Dr Mohon: The full CV risk in pediatric patients with OSA is not well-described at this time and is still an area that needs additional research. We do know that chronic hypoxemia related to OSA can lead to pulmonary hypertension and ultimately cor pulmonale with right heart failure. Underlying mechanisms include increased sympathetic tone related to the recurrent hypoxemia that occurs secondary to the obstructed breathing. Physicians should be aware that sleep-related breathing disorders such as OSA can lead to cognitive impairments and possibly worsen other medical conditions including CV disease, hypertension, diabetes, and metabolic syndrome.
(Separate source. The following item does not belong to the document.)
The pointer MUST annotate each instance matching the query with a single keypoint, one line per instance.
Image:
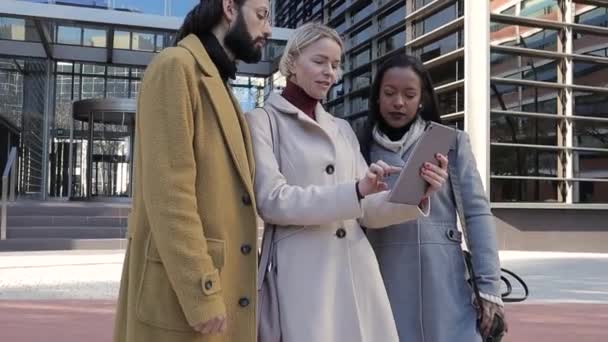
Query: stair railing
(10, 171)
Dr Khaytin: Over the last few decades, it became clear that not only is OSA a common pediatric disease, but also affects multiple aspects of children’s health. OSA has complex interactions with the development of CV, metabolic, and neuropsychiatric problems. OSA causes hypoxemia with consequent reoxygenation after the obstruction is relieved, hypercapnia, negative intrathoracic pressure, and recurrent arousals from sleep. These direct effects of OSA are proposed to cause activation of the sympathetic nervous system, inflammation, and renin-angiotensin systems, collectively resulting in increased systemic and pulmonary blood pressure with cardiac remodeling and endothelial dysfunction.
The effect of OSA on the autonomic nervous system seems to be the most detrimental. Obstructive apneas cause arousals with activation of the sympathetic nervous system, resulting in repetitive changes in systemic and pulmonary arterial pressure.. The increased inspiratory effort with an obstructed breath causes an increase in negative intrathoracic pressure, with effects on venous return.